By Riemann mapping theorem, any simply connected domain is conformally equivalent to the unit disk. Is any simply connected domain in the complex plane conformally equivalent to the Cartesian product of an open unit disk and a closed unit disk?

Answer 1

No, this is only true for $\Bbb C^1 \leftrightarrow \Bbb R^2$. By (one of the many significant results called) Liouville's Theorem (in particular, not the well-known theorem from complex analysis that bears that name), for $n > 2$ any conformal isometry from one open subset of $\Bbb R^n$ to another is actually a restriction of a global isometry from the $1$-point compactification $\Bbb S^n$ of $\Bbb R^n$ to itself, and these in turn comprise an $\frac{1}{2}(n + 2)(n + 1)$-dimensional Lie group isomorphic to $SO(n + 1, 1)$. In particular there are "not enough" of these to map a given simply connected region in $\Bbb C^n$, $n > 1$ to another arbitrary simply connected region. (In fact, even the unit polydisk $\Bbb D \times \Bbb D \subset \Bbb C^2$ is not conformally equivalent to the unit ball in $\Bbb C^2 \leftrightarrow \Bbb R^4$.)

This contrasts dramatically with the R.M.T., which contrapositively implies that the family of conformal maps on (an open subset of) $\Bbb C \leftrightarrow \Bbb R^2$ is infinite-dimensional. This is largely responsible for the major qualitative difference between conformal geometry in $2$ dimensions and in higher dimensions.

Answer 2

As Travis pointed out, there are very few conformal maps in dimension higher than $2$. The natural generalization of Riemann's mapping theorem to higher dimension is to ask, not for a conformal bijection, but for a biholomorphic map, i.e. a bijective holomorphic map $\Omega \to \Omega'$ with a holomorphic inverse.
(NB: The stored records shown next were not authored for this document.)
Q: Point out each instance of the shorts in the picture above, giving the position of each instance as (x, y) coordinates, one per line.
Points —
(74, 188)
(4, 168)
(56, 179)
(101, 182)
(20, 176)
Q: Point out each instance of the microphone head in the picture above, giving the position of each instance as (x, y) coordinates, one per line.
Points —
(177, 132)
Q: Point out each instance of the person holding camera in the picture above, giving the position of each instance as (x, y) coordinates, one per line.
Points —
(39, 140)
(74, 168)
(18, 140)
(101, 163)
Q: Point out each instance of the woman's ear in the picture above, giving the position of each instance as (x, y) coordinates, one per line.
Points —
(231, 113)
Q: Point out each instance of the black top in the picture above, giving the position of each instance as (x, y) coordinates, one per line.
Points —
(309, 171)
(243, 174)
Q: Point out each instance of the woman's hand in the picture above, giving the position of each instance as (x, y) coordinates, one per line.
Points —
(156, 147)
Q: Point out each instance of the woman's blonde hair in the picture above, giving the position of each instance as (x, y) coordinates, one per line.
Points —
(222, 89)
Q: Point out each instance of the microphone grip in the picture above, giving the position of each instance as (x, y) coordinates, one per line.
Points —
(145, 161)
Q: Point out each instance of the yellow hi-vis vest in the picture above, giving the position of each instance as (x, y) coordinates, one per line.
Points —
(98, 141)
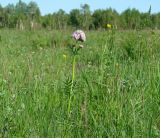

Such maps do not preserve all angles, but are the natural isomorphisms from a complex-analytic point of view.

Even so, there is nothing like Riemann's mapping theorem for $n \ge 2$. For example, the ball and the polydisc are not biholomorphically equivalent (see for example this question).

Even more surprisingly, let $\mathbb{B}$ be the unit ball in $\mathbb{C^n}$. If you make a tiny perturbation of $\mathbb{B}$ you will almost certainly get a domain that is not biholomorphically equivalent to $\mathbb{B}$. This claim can be made precise in several way. For example, for any $\varepsilon > 0$ there are uncountably many pairwise non-biholomorphically equivalent domains with Hausdorff distance less than $\varepsilon$ from $\mathbb{B}$.